BRUSSELS (Reuters) -The European Union agreed on Thursday to pass a fiercely contested law to restore degraded natural ecosystems, salvaging measures some lawmakers had campaigned to kill off.

Negotiators from EU countries and the European Parliament late on Thursday evening agreed to the deal, which would require countries to introduce measures restoring nature on 20% of the EU’s land and sea by 2030.

“Europe is engaging, committing, not only to preserve and protect, but also to restore nature,” Spain’s Ecological Transition Minister Teresa Ribera said.

Spain holds the EU’s rotating presidency and represented EU countries in the negotiations.

The law will now be put to the European Parliament and EU countries for final approval. That step is usually a formality that waves through pre-agreed deals.

By 2030, EU countries must launch measures covering 30% of their habitats in poor condition, such as grasslands, rivers and forests. The aim is to reverse the decline of Europe’s natural habitats, 81% of which are classified as being in poor health.

Governments would be required to avoid significant deterioration in healthy habitats, and introduce targeted measures to increase two out of these three: grassland butterfly populations, nature-friendly features like hedges on farmland, and carbon storage in soils.

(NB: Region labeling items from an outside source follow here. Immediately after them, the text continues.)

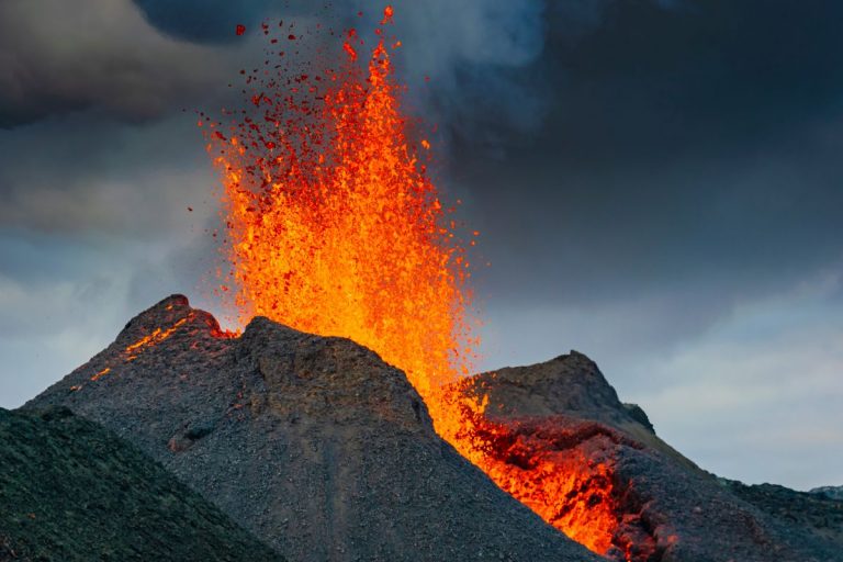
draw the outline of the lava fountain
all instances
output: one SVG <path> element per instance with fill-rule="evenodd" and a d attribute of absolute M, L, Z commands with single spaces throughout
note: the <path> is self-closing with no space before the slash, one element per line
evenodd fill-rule
<path fill-rule="evenodd" d="M 262 68 L 241 71 L 245 108 L 222 123 L 202 115 L 224 187 L 231 270 L 220 291 L 243 325 L 262 315 L 375 350 L 404 370 L 440 436 L 546 520 L 605 551 L 617 521 L 597 509 L 591 520 L 554 516 L 558 502 L 544 496 L 561 493 L 560 479 L 549 461 L 542 471 L 507 462 L 501 439 L 488 438 L 506 429 L 460 391 L 479 344 L 464 249 L 477 233 L 460 235 L 428 175 L 430 144 L 402 112 L 392 15 L 386 8 L 371 52 L 350 30 L 339 68 L 319 70 L 294 68 L 279 46 L 296 48 L 293 29 L 263 24 L 272 47 Z"/>

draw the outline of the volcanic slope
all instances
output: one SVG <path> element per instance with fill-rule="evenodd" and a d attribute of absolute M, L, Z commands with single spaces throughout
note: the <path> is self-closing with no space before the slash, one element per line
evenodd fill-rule
<path fill-rule="evenodd" d="M 290 560 L 599 560 L 434 431 L 406 376 L 344 338 L 175 295 L 24 407 L 131 440 Z"/>
<path fill-rule="evenodd" d="M 69 409 L 0 409 L 0 560 L 282 559 L 160 464 Z"/>
<path fill-rule="evenodd" d="M 464 392 L 488 398 L 493 469 L 540 490 L 510 492 L 561 528 L 600 530 L 612 560 L 843 561 L 843 502 L 700 470 L 582 353 L 483 373 Z"/>

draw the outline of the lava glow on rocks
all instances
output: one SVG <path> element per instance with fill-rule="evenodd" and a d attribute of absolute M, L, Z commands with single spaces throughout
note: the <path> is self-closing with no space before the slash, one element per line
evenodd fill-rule
<path fill-rule="evenodd" d="M 599 491 L 588 509 L 560 515 L 559 501 L 547 496 L 580 485 L 572 464 L 540 451 L 535 462 L 510 463 L 513 442 L 498 447 L 499 438 L 484 437 L 506 429 L 459 391 L 479 344 L 464 251 L 473 240 L 459 235 L 427 173 L 430 143 L 402 113 L 404 88 L 390 60 L 401 44 L 385 36 L 392 15 L 386 8 L 371 50 L 350 30 L 339 68 L 318 70 L 290 63 L 300 33 L 265 23 L 271 47 L 261 68 L 240 72 L 244 108 L 222 123 L 202 115 L 224 187 L 231 270 L 220 292 L 243 325 L 261 315 L 375 350 L 406 372 L 440 436 L 546 520 L 604 553 L 617 520 L 596 504 L 610 491 Z"/>

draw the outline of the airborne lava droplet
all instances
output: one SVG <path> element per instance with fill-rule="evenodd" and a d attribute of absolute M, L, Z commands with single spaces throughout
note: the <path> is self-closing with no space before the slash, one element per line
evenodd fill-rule
<path fill-rule="evenodd" d="M 387 7 L 381 25 L 393 15 Z M 617 526 L 608 468 L 577 472 L 552 441 L 487 420 L 485 403 L 461 390 L 480 345 L 465 256 L 479 233 L 463 236 L 456 205 L 442 203 L 428 175 L 431 144 L 403 112 L 405 88 L 384 35 L 364 68 L 355 30 L 342 38 L 339 68 L 303 71 L 279 58 L 277 76 L 246 77 L 243 106 L 225 112 L 231 123 L 203 128 L 228 229 L 231 274 L 217 293 L 241 325 L 262 315 L 380 353 L 407 374 L 442 438 L 548 522 L 605 553 Z M 526 461 L 513 461 L 519 456 Z"/>

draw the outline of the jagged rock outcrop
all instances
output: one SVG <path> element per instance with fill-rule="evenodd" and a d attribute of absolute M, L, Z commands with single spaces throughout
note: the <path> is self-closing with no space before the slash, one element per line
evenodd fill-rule
<path fill-rule="evenodd" d="M 283 559 L 125 440 L 52 407 L 0 409 L 0 560 Z"/>
<path fill-rule="evenodd" d="M 843 501 L 843 486 L 820 486 L 809 490 L 808 493 L 823 495 L 830 499 Z"/>
<path fill-rule="evenodd" d="M 643 411 L 622 404 L 582 353 L 484 373 L 465 392 L 486 397 L 486 417 L 505 428 L 491 446 L 502 462 L 519 464 L 527 475 L 548 474 L 547 462 L 580 471 L 566 494 L 540 497 L 551 513 L 565 514 L 577 504 L 588 506 L 581 510 L 585 517 L 614 513 L 614 527 L 592 522 L 610 533 L 610 559 L 843 560 L 840 517 L 829 504 L 810 506 L 825 509 L 824 519 L 817 514 L 794 518 L 724 485 L 659 439 Z M 529 457 L 541 462 L 531 464 Z"/>
<path fill-rule="evenodd" d="M 64 405 L 161 462 L 290 560 L 597 560 L 434 432 L 355 342 L 171 296 L 25 407 Z"/>

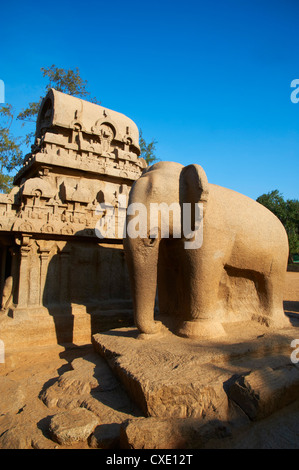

Proposed targets to restore peatlands were weakened after pushback from some countries. Peatlands are water-logged ecosystems like bogs, which can contribute to fighting climate change because of their capacity to store CO2 emissions.

After concerns from some countries over the cost of introducing nature-boosting measures, Brussels agreed to propose more funding if an analysis finds countries need it.

The deal is a compromise struck after months of political campaigning. Some governments had warned that Europe is pushing too many environmental laws onto industries, while centre-right EU lawmakers had led a campaign to kill the bill, arguing it would hurt farmers.

Some EU countries and lawmakers have fought to keep the law, arguing strong action is needed to rescue declining species and harness nature’s ability to shield people from worsening climate impacts by cooling down cities with green spaces, or using wetlands to avoid floods.